Henry sat down. Pella took a mug from the cupboard and poured herself coffee. She sat down at the table, cupped her mug with two hands. Her face looked leaner than when Henry first met her, leaner but also healthier. He thought of asking her to marry him. The thought came idly, in a what-if way, the way that sometimes when his face came close to Owen’s he wondered what would happen if they kissed.

“Henry, what are you doing here? And don’t say the dishes.”

He looked at the sink, the sponge, the still-dripping faucet. “I like it here.”

“No, you don’t,” Pella said. “But that’s not the point. We talked about this, remember? We agreed that you can’t hang out here all day. You’re going to get us kicked out. And then where’ll we be?”

Henry nodded.

“Why are you nodding?” Pella said, her voice rising. “It wasn’t a yes-or-no question.”

He stopped nodding. Pella looked down at her coffee. “Sorry,” she said. “What I meant to say was, I talked to Chef Spirodocus today, and he said it would be great if you wanted to come back to work. You know how much he likes you. And you know how everybody quits this time of year. Nice weather. Finals.”

Henry looked at her.

“It wasn’t even my idea. Chef Spirodocus brought it up.”

He shook his head. “I can’t.”

“I know you don’t want to bump into anyone. But you wouldn’t have to. We’d be on shift together. I’d take care of the salad bar and the juice machines and all the other dining room stuff. You could just stay in the back and do dishes. Get a little exercise. Make a little money.”

“I can’t,” Henry said. “Not yet.”

“Okay,” Pella said. “Okay. Then I have one other suggestion. Hear me out, okay?” She reached into her sweatshirt pocket and pulled out her little vial of sky-blue pills, removed the cap, and tapped one into her hand.

Henry shook his head.

“They work,” Pella said. “I should know.”

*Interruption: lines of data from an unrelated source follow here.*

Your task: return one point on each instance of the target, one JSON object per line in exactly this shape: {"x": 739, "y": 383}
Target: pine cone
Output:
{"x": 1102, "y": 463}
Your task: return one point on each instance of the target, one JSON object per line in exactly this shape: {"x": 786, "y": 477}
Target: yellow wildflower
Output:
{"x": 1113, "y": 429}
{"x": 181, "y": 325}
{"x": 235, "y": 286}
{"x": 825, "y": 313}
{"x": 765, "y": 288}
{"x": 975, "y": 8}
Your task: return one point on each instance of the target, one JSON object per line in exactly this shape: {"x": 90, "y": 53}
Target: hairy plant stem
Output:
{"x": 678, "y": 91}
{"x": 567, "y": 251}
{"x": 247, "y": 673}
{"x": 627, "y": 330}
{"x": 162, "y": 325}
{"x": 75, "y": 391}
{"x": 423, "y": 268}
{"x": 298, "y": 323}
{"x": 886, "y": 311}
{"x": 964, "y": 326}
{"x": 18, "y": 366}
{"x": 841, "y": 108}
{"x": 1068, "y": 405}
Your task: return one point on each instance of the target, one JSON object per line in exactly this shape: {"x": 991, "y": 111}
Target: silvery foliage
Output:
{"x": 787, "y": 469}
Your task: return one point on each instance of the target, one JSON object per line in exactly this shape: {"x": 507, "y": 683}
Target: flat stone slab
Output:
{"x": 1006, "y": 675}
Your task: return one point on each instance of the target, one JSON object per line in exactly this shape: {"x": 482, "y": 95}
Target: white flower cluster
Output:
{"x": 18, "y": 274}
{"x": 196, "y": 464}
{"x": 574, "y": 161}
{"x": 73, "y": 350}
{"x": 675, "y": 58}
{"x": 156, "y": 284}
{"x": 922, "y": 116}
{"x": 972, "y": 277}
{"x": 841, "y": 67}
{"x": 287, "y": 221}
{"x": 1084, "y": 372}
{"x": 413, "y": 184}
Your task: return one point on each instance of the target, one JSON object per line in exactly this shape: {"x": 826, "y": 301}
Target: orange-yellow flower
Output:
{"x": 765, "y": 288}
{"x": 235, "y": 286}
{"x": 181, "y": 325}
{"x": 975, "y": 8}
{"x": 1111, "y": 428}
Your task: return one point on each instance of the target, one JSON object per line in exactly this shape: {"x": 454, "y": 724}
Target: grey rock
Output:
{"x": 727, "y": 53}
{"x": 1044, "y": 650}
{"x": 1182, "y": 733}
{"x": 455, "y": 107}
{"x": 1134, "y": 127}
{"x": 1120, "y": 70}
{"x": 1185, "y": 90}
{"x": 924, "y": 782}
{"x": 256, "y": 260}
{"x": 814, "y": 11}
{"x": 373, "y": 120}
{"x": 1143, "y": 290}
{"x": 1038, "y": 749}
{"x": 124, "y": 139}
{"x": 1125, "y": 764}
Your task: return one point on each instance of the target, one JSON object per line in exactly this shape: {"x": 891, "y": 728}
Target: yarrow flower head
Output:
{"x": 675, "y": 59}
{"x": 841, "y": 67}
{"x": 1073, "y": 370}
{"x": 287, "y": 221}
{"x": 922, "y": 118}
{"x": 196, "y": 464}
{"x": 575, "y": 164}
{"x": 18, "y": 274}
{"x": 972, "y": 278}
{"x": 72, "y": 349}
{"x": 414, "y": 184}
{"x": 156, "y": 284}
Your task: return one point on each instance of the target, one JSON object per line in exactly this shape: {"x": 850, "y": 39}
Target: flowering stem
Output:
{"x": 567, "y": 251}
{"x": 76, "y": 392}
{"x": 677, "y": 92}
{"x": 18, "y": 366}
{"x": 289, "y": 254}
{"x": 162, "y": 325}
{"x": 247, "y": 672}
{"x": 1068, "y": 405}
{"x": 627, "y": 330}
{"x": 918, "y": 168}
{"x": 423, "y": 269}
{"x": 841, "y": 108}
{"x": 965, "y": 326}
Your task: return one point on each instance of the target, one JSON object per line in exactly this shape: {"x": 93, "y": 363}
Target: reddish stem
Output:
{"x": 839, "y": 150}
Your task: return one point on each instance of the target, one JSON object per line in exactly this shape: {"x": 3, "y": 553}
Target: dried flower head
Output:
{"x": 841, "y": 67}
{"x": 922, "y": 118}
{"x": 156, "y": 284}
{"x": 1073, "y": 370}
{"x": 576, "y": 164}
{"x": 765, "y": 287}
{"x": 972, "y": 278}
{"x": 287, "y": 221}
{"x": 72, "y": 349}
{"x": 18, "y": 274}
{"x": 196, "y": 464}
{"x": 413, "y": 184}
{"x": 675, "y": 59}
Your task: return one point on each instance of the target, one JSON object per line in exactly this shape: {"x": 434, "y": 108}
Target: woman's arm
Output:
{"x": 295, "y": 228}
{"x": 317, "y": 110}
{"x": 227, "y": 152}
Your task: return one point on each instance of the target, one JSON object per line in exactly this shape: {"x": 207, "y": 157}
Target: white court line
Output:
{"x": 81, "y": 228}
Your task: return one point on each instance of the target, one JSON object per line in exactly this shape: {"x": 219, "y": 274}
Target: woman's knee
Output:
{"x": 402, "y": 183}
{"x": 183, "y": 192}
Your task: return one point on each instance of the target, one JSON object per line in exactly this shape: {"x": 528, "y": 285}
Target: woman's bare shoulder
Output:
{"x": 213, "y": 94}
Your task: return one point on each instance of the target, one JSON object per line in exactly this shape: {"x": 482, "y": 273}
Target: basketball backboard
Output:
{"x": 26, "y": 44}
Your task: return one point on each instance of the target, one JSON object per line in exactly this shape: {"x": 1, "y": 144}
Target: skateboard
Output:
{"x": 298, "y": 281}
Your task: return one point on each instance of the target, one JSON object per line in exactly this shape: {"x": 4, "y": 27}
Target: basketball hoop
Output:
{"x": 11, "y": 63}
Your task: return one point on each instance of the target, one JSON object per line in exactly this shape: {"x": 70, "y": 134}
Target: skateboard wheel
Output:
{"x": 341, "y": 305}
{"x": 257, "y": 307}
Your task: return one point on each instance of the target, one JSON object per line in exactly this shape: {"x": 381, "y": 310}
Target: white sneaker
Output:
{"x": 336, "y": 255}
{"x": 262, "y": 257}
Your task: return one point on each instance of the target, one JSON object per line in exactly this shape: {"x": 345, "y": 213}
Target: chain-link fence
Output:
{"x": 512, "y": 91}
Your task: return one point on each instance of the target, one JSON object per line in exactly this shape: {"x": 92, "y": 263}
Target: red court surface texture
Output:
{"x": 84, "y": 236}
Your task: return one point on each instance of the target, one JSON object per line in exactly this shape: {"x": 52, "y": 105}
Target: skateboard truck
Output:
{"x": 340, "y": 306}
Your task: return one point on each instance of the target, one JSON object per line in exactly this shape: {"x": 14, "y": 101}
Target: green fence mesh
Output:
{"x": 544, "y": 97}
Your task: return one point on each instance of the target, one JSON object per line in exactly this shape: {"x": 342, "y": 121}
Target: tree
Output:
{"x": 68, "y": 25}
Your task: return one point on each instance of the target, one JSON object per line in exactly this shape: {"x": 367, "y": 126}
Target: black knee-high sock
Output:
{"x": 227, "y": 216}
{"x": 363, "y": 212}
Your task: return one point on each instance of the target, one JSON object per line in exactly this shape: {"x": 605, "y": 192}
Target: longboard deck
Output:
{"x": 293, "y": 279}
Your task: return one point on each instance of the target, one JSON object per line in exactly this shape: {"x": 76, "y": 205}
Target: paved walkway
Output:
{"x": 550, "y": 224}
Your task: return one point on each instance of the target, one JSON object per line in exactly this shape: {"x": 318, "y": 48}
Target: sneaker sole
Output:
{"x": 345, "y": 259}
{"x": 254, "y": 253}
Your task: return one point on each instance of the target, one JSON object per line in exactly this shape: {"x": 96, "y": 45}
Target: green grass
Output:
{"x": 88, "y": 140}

“I don’t want them to work.”

“There’s nothing to be afraid of. It doesn’t, like, change your personality or anything. You’re still you. You’re
more
like you.” Christ, Pella thought, I should be in a commercial.

“It does something.”

It was getting dark in the kitchen. Pella got up, brought over the coffee pot, refilled both their cups, sat back down.

A pill was the opposite of what he wanted. A pill was an answer that somebody else had worked hard to come up with. He didn’t want that. A pill was small and potent. He wanted something huge and empty. He’d decided not to drink coffee anymore and just like that the smell of it wafting up from the mug nauseated him. He covered the mug’s opening with his hand, let the steam condense on his palm.

“Say something.” Pella rested her cheek on her hand, looked at him. “Talk to me.”

He’d never been able to talk to anyone, not really. Words were a problem,
the
problem. Words were tainted somehow—or no,
he
was tainted somehow, damaged, incomplete, because he didn’t know how to use words to say anything better than “Hi” or “I’m hungry” or “I’m not.”

Everything that had ever happened was trapped inside him. Every feeling he’d ever felt. Only on the field had he ever been able to express himself. Off the field there was no other way than with words, unless you were some kind of artist or musician or mime. Which he wasn’t. It wasn’t that he wanted to die. That wasn’t it. That wasn’t what not eating was about. It wasn’t about perfection either.

What would he say to her, if he was going to speak truly? He didn’t know. Talking was like throwing a baseball. You couldn’t plan it out beforehand. You just had to let go and see what happened. You had to throw out words without knowing whether anyone would catch them—you had to throw out words you
knew
no one would catch. You had to send your words out where they weren’t yours anymore. It felt better to talk with a ball in your hand, it felt better to let the ball do the talking. But the world, the nonbaseball world, the world of love and sex and jobs and friends, was made of words.

Pella was sipping her coffee, watching him, waiting. You couldn’t predict what she’d look like in three or thirteen or thirty-three years. Maybe she’d sprout a third eye, or the strange purply hue of her hair would turn paper white overnight. More likely she would just become more weirdly beautiful with each passing year, though it was impossible, at least for him, to predict what path that beauty would take. Which made her different from all the other girls at Westish, all the other girls he knew. Not that he loved Pella. He didn’t. But he could imagine how someone could love her, and that someone was Schwartzy. They were pretty much perfect for each other. If he, Henry, way back in the days before he arrived on campus, had been able to picture what the women of Westish would look like—twelve hundred girls of the sort Mike Schwartz would date—he would have pictured twelve hundred Pella Affenlights.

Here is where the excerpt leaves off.